The Register: Cyber crooks shut down UK, US schools, thousands of kids affected

Source URL: https://www.theregister.com/2024/09/11/uk_us_school_ransomware/
Source: The Register
Title: Cyber crooks shut down UK, US schools, thousands of kids affected

Feedly Summary: No class: Black Suit ransomware gang boasts of 200GB haul from one raid
Cybercriminals closed some schools in America and Britain this week, preventing kindergarteners in Washington state from attending their first-ever school day and shutting down all internet-based systems for Biggin Hill-area students in England for the next three weeks.…

AI Summary and Description: Yes

**Summary:** The text outlines recent ransomware attacks affecting schools in the US and the UK, leading to significant disruptions in educational services. Cybercriminals exploited vulnerabilities, particularly focusing on institutions with limited IT budgets and resources. The incidents underscore the urgency for improved cyber defense strategies in educational settings.

**Detailed Description:**

The incidents described in the text highlight the increasing frequency and severity of ransomware attacks on educational institutions, affecting students and their families across both America and Britain. Key points include:

– **Victimization of Educational Institutions:**
– Highline Public Schools in Washington and Charles Darwin School in England both faced significant disruptions due to ransomware attacks.
– Highline Public Schools had to cancel activities and classes due to unauthorized activity detected in their systems, prioritizing student safety over normal operations.
– Charles Darwin School confirmed that their IT issues stemmed from a ransomware attack, leading to a three-week shutdown of internet-based systems.

– **Impact and Response:**
– Highline Public Schools’ situation involved third-party infosecurity experts and law enforcement to help isolate systems and restore normal operations.
– In contrast, Charles Darwin School reported potential exposure of sensitive data and is conducting a forensic investigation to understand the breach’s full scope.

– **Trends in Cybersecurity Threats:**
– The text notes that 108 K-12 school districts in the U.S. were victims of ransomware attacks in the past year, indicating a broader trend affecting educational institutions.
– The presence of a group called Black Suit, believed to be linked to previous ransomware gangs, further emphasizes the organized nature of these attacks.

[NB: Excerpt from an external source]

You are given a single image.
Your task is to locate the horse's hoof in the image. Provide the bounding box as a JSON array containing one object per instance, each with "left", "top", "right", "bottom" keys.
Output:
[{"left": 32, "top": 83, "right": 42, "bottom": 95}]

– **Vulnerability of Schools:**
– Experts pointed out that schools are particularly vulnerable targets due to smaller IT budgets and fewer resources.
– A survey mentioned in the text revealed that 83% of organizations experienced ransomware attacks, with schools being a significant target.

– **Recommendations for Security Measures:**
– The need for schools to assess their critical services—specifically mentioning Active Directory (AD) vulnerabilities—as these are often single points of failure.
– The advice to work closely with IT providers and develop contingency plans for what to do when critical systems fail demonstrates the practical implications of enhancing security posture in educational environments.

**Implications for Security and Compliance Professionals:**
– Ransomware continues to pose serious risks to educational institutions, which require urgent attention from cybersecurity professionals.
– Implementing robust security frameworks, conducting regular vulnerability assessments, and ensuring that backup systems and recovery plans are in place can mitigate such risks.
– Compliance with regulatory guidelines on data protection in education, such as FERPA in the U.S. and GDPR in the UK, becomes increasingly critical as the threats evolve.